Teniendo en cuenta esto, se puede reconocer que una situación, aunque no sea la ideal a la luz del Evangelio, es la respuesta generosa que se puede ofrecer a Dios, en ese momento,  en medio de su complejidad; De todos modos, el discernimiento  debe permanecer siempre abierto a nuevas etapas de crecimiento y a nuevas decisiones que permitan realizar el ideal de manera más plena.

Normas y discernimiento

“Es mezquino detenerse sólo a considerar si el obrar de una persona responde o no a una ley o norma general, porque eso no basta para discernir y asegurar una plena fidelidad a Dios en la existencia concreta de un ser humano”. Hay que recordar que, aunque las normas generales presentan un bien que nunca se debe desatender ni descuidar, cuanto más se desciende a lo particular, tanto más aumenta la indeterminación; igualmente, un discernimiento práctico para una situación particular no puede ser elevado a la categoría de una norma.

“A causa de los condicionamientos o factores atenuantes, es posible que, en medio de una situación objetiva de pecado —que no sea subjetivamente culpable o que no lo sea de modo pleno— se pueda vivir en gracia de Dios, se pueda amar, y también se pueda crecer en la vida de la gracia y la caridad, recibiendo para ello la ayuda de la Iglesia”. “Recordemos que «un pequeño paso, en medio de grandes límites humanos, puede ser más agradable a Dios que la vida exteriormente correcta de quien transcurre sus días sin enfrentar importantes dificultades»”.

En cualquier circunstancia, ante quienes tengan dificultades para vivir plenamente la ley divina, debe resonar la invitación a recorrer la via caritatis. La caridad fraterna es la primera ley de los cristianos.
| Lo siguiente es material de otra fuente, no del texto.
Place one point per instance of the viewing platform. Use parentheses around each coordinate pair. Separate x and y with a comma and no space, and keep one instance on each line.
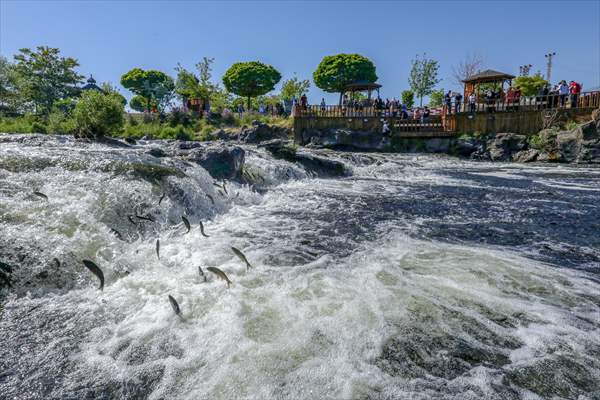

No olvidemos la promesa de las Escrituras: «Mantened un amor intenso entre vosotros, porque el amor tapa multitud de pecados». 

La lógica de la misericordia pastoral

La Iglesia no debe de ninguna manera renunciar a proponer el ideal pleno del matrimonio, el proyecto de Dios en toda su grandeza. La tibieza, cualquier forma de relativismo, o un excesivo respeto a la hora de proponerlo, serían una falta de fidelidad al Evangelio y de amor hacia los mismos jóvenes. Hoy, más importante que una pastoral de los fracasos es el esfuerzo pastoral para consolidar los matrimonios y así prevenir las rupturas. Sin embargo, el acompañamiento debe ser con paciencia y misericordia.

Es providencial que estas reflexiones se desarrollen en el contexto de un Año Jubilar dedicado a la misericordia, porque también frente a las más diversas situaciones que afectan a la familia, “la Iglesia tiene la misión de anunciar la misericordia de Dios, corazón palpitante del Evangelio, que por su medio debe alcanzar la mente y el corazón de toda persona”, sin excluir ninguna

Ninguna acción de la iglesia  puede carecer de misericordia y, si bien,  hay que cuidar la integridad de la enseñanza moral de la Iglesia, hay que destacar la caridad como respuesta al amor incondicional de Dios. “Ponemos tantas condiciones a la misericordia que la vaciamos de sentido concreto y de significación real, y esa es la peor manera de licuar el Evangelio. Es verdad, por ejemplo, que la misericordia no excluye la justicia y la verdad, pero ante todo tenemos que decir que la misericordia es la plenitud de la justicia y la manifestación más luminosa de la verdad de Dios”.

Es por esto que se habla de un” discernimiento pastoral cargado de amor misericordioso, que siempre se inclina a comprender, a perdonar, a acompañar, a esperar, y sobre todo a integrar. Esa es la lógica que debe predominar en la Iglesia, para «realizar la experiencia de abrir el corazón a cuantos viven en las más contradictorias periferias existenciales». Invito a los fieles que están viviendo situaciones complejas, a que se acerquen con confianza a conversar con sus pastores o con laicos que viven entregados al Señor. No siempre encontrarán en ellos una confirmación de sus propias ideas o deseos, pero seguramente recibirán una luz que les permita comprender mejor lo que les sucede y podrán descubrir un camino de maduración personal. E invito a los pastores a escuchar con afecto y serenidad, con el deseo sincero de entrar en el corazón del drama de las personas y de comprender su punto de vista, para ayudarles a vivir mejor y a reconocer su propio lugar en la Iglesia”.